Institute for Digital Archaeology A rendering of how the 3D-printed arch will be installed in London's Trafalgar Square.

In August 2015, the self-declared Islamic State (ISIS) orchestrated attacks on the 2,000-year-old Temple of Bel, destroying one of the best preserved sites among the ruins of the ancient city of Palmyra, in present-day Syria. With this loss, preservationists and archaeologists have reason to believe that its arch, the entryway to the Mesopotamian-era site, is either seriously damaged or destroyed.

In what has been described by several news sources as a “gesture of defiance” against extremists who aim to wipe out any evidence of the Middle East’s pre-Islamic history, the Institute for Digital Archaeology (IDA) announced it would create life-size, cement-based 3D-printed models of the 15-meter tall (roughly 49 feet) relic. The installations will be on display in London’s Trafalgar Square and New York City’s Times Square in April, during UNESCO's World Heritage Week, which this year will focus on replication and reconstruction. The joint venture, co-located in Oxford, England, and Cambridge, Mass., comprises Harvard University, the University of Oxford, and Dubai’s Museum of the Future, and encourages the use of digital imaging and 3D printing technologies for archaeology, epigraphy, art history, and museum conservation.

The Arch of Palmyra, circa 2010.
Courtesy Flickr user Alessandra Kocman via Creative Commons The Arch of Palmyra, circa 2010.

Located 130 miles northeast of Damascus, the arch was originally the welcoming structure for the temple and has since functioned, at separate times, as a Christian church and Muslim mosque, the Guardian reports. Before ISIS took control of the ancient city in May 2015, more than 150,000 tourists visited the site annually. But in August, satellite images confirmed that the extremist group wrecked the Temple of Bel. The group also executed its former chief of antiquities, the 82-year-old Khaled Mohamad al-Asaad, for not disclosing the location of artifacts from the site that had been relocated and hidden for preservation.

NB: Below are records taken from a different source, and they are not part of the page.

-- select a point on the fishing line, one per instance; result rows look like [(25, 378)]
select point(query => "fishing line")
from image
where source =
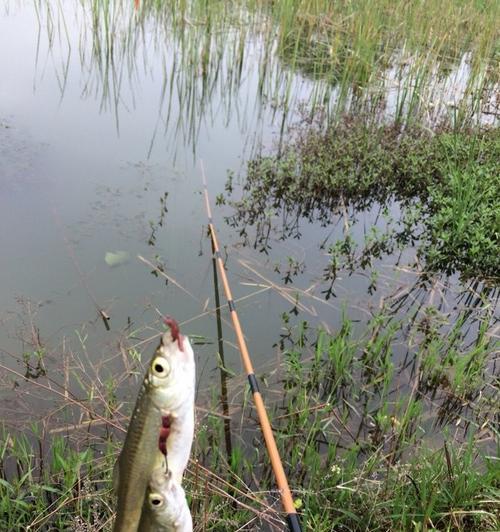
[(279, 473)]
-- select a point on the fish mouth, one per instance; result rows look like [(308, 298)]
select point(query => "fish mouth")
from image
[(156, 500)]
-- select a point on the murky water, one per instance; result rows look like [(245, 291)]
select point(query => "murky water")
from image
[(100, 152)]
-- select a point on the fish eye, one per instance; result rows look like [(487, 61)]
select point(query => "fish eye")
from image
[(156, 500), (160, 367)]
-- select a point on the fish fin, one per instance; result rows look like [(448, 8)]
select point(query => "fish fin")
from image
[(116, 477)]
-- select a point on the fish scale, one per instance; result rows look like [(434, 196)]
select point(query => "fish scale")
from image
[(167, 389)]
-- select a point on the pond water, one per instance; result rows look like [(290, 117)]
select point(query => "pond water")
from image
[(101, 140)]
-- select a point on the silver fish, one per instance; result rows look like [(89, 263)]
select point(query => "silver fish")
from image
[(167, 391), (165, 507)]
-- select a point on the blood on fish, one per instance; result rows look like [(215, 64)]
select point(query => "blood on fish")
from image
[(164, 433), (174, 329)]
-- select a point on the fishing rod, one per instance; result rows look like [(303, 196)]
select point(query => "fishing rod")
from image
[(279, 473)]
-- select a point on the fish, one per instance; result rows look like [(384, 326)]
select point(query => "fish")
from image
[(167, 392), (165, 507)]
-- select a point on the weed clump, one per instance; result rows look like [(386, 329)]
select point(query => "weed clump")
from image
[(446, 184)]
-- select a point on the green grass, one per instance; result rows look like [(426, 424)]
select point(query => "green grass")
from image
[(366, 446), (447, 186), (393, 60)]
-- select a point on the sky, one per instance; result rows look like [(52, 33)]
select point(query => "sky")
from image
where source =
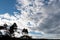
[(40, 17)]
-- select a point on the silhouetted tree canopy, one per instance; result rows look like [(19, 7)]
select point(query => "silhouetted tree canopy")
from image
[(13, 27), (25, 31)]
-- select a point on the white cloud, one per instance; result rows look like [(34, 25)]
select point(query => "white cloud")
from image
[(37, 13)]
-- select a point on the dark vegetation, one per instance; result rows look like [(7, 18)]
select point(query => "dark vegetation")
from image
[(10, 31)]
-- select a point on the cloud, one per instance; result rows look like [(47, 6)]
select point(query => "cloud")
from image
[(36, 15), (43, 14)]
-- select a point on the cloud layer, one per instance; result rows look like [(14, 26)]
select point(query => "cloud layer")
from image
[(40, 16)]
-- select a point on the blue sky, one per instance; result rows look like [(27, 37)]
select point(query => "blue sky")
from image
[(7, 6)]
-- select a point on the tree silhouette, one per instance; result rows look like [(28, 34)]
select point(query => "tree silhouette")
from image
[(12, 28)]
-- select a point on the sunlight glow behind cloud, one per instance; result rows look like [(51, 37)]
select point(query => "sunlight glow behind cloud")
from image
[(36, 15)]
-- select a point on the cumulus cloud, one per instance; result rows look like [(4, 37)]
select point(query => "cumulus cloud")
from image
[(44, 14), (40, 16)]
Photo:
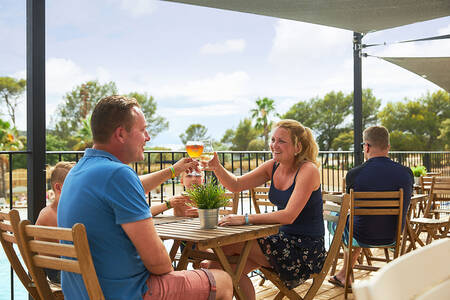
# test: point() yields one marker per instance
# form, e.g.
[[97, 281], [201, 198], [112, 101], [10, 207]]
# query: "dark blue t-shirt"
[[103, 193], [310, 220], [379, 174]]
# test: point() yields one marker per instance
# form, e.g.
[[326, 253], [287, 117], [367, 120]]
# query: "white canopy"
[[356, 15], [434, 69]]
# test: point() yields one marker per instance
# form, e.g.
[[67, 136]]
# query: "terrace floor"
[[327, 291]]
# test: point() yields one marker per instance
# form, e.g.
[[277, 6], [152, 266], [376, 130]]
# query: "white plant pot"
[[208, 218]]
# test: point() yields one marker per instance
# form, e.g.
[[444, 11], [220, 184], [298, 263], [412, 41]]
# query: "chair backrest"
[[9, 225], [335, 209], [440, 192], [233, 204], [433, 173], [377, 204], [420, 274], [74, 257], [425, 183], [260, 197], [338, 204]]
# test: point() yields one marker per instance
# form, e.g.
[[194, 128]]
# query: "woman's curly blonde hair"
[[302, 136]]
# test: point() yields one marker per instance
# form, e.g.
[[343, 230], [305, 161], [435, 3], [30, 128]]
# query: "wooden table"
[[188, 229], [408, 232]]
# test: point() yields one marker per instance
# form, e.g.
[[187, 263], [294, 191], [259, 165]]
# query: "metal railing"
[[334, 166]]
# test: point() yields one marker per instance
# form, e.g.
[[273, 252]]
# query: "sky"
[[205, 65]]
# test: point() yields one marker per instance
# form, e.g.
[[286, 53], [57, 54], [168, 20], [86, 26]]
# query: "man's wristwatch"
[[246, 219]]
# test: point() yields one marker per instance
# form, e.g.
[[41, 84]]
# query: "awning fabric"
[[434, 69], [356, 15]]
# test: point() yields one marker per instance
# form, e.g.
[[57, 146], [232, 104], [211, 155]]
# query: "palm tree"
[[265, 107]]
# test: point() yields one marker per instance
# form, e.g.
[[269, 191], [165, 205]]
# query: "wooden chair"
[[421, 274], [7, 239], [435, 228], [260, 197], [373, 204], [233, 204], [334, 203], [9, 226], [76, 257]]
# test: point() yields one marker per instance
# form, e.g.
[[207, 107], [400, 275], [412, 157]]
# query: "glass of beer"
[[194, 150], [208, 151]]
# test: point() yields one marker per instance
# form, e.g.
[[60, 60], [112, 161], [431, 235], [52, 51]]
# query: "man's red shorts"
[[193, 284]]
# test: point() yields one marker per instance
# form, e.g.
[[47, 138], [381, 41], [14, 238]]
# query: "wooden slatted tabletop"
[[188, 229]]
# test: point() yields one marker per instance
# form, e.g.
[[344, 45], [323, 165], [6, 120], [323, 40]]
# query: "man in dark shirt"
[[378, 173]]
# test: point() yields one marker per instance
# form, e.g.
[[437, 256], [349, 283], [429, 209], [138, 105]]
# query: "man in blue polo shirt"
[[378, 173], [108, 197]]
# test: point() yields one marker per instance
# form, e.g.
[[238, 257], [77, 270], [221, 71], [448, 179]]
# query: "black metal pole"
[[35, 107], [357, 98]]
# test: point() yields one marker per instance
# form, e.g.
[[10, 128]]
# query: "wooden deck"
[[327, 291]]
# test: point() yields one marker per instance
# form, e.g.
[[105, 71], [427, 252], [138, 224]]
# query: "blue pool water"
[[5, 281]]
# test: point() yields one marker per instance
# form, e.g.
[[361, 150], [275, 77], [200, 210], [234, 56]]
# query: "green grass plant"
[[419, 171], [208, 196]]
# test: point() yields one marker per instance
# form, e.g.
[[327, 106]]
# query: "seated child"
[[47, 216]]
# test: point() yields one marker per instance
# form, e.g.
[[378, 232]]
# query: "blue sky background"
[[205, 65]]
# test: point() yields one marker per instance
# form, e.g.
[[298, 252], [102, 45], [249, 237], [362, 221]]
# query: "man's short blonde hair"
[[59, 172], [377, 136]]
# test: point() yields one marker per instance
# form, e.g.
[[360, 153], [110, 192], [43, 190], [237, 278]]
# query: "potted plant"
[[417, 172], [208, 198]]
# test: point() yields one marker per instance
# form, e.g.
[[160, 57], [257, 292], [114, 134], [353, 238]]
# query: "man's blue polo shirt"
[[102, 193], [379, 174]]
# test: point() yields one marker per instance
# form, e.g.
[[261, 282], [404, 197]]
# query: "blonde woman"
[[297, 250]]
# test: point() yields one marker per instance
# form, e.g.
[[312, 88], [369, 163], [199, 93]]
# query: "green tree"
[[343, 141], [331, 113], [9, 141], [227, 139], [243, 135], [304, 112], [445, 134], [54, 143], [155, 124], [256, 145], [265, 107], [10, 91], [195, 132], [84, 136], [416, 124], [78, 105], [325, 116]]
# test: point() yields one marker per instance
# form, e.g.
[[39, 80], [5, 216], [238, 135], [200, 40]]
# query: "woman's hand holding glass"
[[194, 149], [186, 164], [212, 164]]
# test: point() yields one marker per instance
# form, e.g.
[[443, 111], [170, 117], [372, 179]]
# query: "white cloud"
[[220, 87], [307, 60], [237, 45], [63, 74], [206, 110], [138, 8]]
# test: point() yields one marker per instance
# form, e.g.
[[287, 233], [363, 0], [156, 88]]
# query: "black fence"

Organizations such as the World Monuments Fund have called attention to the destruction of Palmyra, along with that of other cultural heritage sites, by including the ruins repeatedly on its annual list of at-risk locations. To lend a hand in preserving the region's targeted heritage, IDA came up with the "Million Image Database.” Through the project, IDA distributed 5,000 low-cost, 3D cameras to volunteer photographers across the Middle East and North Africa whose photographs will be added to IDA's open-source database of threatened objects and structures. IDA and its partners will then take the images for research, appreciation, education, and, of course, 3D replication.

The duplicated arches are the first projects in this initiative, which intends to reproduce more threatened or destroyed monuments in the coming years. In doing so, IDA hopes to raise awareness for the site's cultural significance. Although this will not offer the same experience as the real thing, future generations have opportunities to to learn about the past with these renditions.